The Hardest Part of Living Abroad Nobody Talks About
I feel like a man without a country, a man without a home. An outsider in my country and any other.
Whenever I mention I have lived abroad, the same reaction immediately spreads across a person’s face.
Their eyes widen, they become more high pitched than normal as they emit “Really!!” or “Wow! That must have been amazing!” from their mouths.
I’ve lost count of the amount of times I’ve encountered this same reaction. The one common denominator among them is that the person showing amazement has never lived abroad themselves.
To those people, it appears to be an idyllic existence. A life in a foreign country must be like heaven! What they don’t realize is it’s not.

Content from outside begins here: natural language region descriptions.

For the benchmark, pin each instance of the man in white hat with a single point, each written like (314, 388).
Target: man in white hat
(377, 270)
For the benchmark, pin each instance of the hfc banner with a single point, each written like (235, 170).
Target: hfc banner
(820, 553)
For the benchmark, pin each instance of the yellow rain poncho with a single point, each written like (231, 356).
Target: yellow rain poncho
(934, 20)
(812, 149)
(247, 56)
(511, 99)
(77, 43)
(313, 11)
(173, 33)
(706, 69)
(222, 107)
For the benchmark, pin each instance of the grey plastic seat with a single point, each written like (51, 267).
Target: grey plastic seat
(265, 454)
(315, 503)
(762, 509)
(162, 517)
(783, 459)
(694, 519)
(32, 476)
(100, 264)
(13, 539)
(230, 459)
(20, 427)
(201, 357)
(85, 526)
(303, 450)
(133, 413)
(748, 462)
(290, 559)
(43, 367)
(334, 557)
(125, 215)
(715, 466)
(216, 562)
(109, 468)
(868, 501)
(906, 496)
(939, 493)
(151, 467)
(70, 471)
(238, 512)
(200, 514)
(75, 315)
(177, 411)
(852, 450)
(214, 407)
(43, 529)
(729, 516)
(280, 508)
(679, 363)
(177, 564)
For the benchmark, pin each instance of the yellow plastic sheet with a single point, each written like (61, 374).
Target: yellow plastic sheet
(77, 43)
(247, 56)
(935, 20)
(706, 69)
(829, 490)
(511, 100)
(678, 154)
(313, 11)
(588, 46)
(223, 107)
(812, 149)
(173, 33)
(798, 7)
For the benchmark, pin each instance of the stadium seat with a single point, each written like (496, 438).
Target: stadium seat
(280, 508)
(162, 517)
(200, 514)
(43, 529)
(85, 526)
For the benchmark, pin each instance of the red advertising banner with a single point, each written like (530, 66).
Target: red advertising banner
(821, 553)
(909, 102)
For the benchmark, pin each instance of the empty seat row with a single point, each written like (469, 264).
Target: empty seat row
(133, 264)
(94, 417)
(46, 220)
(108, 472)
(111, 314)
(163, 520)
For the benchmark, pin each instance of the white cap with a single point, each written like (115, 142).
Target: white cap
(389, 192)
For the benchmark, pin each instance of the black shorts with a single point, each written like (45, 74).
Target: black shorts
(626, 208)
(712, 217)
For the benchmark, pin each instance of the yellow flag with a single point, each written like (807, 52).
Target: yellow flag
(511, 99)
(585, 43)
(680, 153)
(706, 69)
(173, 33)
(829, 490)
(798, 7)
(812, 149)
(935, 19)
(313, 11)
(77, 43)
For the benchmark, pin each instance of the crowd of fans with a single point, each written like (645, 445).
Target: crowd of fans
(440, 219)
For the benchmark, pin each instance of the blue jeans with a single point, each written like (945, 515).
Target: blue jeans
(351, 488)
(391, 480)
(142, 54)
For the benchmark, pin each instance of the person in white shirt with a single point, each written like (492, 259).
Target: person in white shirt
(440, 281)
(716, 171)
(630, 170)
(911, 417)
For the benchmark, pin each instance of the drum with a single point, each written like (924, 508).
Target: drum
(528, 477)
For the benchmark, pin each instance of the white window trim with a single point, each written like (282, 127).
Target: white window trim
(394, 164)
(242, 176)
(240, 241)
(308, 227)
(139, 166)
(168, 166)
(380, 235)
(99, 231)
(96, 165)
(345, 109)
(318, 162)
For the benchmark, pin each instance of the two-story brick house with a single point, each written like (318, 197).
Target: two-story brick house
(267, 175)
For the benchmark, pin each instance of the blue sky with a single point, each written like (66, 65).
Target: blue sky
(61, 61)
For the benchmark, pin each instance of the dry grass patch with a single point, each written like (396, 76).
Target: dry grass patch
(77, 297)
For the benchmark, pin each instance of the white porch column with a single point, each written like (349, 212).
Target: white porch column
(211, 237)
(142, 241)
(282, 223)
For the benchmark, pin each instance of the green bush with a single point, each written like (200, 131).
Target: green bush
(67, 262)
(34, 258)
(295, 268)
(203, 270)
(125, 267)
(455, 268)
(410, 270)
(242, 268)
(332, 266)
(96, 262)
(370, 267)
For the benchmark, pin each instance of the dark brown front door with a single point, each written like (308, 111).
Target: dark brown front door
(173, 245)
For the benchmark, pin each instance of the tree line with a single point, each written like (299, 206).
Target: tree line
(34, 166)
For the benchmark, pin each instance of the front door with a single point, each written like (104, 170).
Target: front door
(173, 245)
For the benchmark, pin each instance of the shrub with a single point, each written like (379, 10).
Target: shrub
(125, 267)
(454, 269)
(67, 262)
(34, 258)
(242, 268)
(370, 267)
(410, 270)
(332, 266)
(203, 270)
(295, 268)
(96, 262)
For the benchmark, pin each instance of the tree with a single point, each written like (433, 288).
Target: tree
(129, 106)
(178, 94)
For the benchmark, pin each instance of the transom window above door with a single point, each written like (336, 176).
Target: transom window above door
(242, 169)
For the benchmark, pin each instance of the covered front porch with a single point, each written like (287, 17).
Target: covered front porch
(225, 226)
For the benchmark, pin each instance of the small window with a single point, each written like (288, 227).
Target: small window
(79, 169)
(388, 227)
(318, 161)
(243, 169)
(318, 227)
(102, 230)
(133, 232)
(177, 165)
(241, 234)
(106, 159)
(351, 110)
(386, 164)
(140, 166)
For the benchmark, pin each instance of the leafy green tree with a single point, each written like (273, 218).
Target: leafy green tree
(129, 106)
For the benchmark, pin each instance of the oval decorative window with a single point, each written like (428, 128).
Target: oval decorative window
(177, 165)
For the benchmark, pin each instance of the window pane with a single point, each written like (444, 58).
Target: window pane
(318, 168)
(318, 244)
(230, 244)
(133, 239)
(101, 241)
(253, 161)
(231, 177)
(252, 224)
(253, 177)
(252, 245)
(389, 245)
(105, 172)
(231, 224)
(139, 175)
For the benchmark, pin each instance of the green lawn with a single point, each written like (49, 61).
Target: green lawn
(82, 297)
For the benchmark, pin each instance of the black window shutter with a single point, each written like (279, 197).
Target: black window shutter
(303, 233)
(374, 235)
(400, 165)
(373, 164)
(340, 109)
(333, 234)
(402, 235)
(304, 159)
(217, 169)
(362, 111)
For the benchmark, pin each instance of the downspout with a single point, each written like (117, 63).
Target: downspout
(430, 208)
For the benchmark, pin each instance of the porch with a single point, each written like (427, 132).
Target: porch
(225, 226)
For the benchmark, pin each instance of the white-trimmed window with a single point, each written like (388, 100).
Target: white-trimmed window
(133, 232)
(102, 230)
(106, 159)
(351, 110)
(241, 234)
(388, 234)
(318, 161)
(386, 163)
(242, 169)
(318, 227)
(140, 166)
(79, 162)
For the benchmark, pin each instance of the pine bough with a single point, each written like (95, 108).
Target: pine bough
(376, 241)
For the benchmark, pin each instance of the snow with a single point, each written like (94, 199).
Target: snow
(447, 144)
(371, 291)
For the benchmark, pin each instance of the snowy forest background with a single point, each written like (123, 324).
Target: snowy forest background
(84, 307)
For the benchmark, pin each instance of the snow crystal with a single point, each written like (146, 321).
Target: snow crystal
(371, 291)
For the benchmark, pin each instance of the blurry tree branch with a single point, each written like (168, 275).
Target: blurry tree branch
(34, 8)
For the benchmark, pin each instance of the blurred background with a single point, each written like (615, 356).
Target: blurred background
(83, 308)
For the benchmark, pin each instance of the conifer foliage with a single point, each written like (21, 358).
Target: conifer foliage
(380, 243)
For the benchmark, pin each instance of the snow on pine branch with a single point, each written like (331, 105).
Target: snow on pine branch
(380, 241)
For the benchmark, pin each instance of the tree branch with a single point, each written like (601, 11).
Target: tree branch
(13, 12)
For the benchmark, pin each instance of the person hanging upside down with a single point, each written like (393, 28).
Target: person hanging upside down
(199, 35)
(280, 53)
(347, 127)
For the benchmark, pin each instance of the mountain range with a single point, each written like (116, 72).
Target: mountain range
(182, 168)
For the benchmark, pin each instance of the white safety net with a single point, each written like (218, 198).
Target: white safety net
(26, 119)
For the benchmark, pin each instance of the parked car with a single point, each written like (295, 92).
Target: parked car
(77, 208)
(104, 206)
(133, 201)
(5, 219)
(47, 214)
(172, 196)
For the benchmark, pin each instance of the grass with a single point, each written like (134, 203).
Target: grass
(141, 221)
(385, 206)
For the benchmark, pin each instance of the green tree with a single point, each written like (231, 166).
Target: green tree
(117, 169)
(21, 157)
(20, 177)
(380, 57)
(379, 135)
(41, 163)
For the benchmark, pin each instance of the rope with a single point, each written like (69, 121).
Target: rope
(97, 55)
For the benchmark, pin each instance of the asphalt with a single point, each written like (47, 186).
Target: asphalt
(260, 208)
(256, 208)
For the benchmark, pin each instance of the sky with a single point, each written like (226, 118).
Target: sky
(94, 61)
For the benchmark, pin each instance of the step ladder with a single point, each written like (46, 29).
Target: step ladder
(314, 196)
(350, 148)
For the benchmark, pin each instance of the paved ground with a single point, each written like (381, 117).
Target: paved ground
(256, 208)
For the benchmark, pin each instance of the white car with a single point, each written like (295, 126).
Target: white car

Apart from the differing customs, language, food, things are much the same. You wake up, go to work, do your shopping and go to bed. The only difference is the country you live in.
Once you become accustomed to living abroad, it can be remarkably hard to adjust when you return home.
The problem being… Nowhere feels like home!
I’ve spent the last five years travelling and living in various places around the world. Recently, I decided to stay in England instead of returning to Spain to work.
Settling back into life here has been strange. That said, I struggled, really struggled, living in Spain. Adapting to the culture was much harder than I envisioned. Little things such as shops being closed on Sundays were difficult to overcome.
The pace was slower than I was used to, I felt like I was I fast-forward compared to everyone else. The irony is I yearned to return to England.
Somewhere I was familiar with.
Somewhere I had connections.
Life would be easier in England, I thought. I was wrong.
After years away, I no longer feel at home in England. Everything is familiar, yet everything feels different at the same time. The people, the streets, the smells, they are all the same.
Yet, the way I look at them has changed. I see the world differently now, to how I saw it five years ago.
That is the crux. I have changed, but the people and the place that I left behind have barely changed.
I feel like a man without a country, a man without a home. An outsider in my country and any other.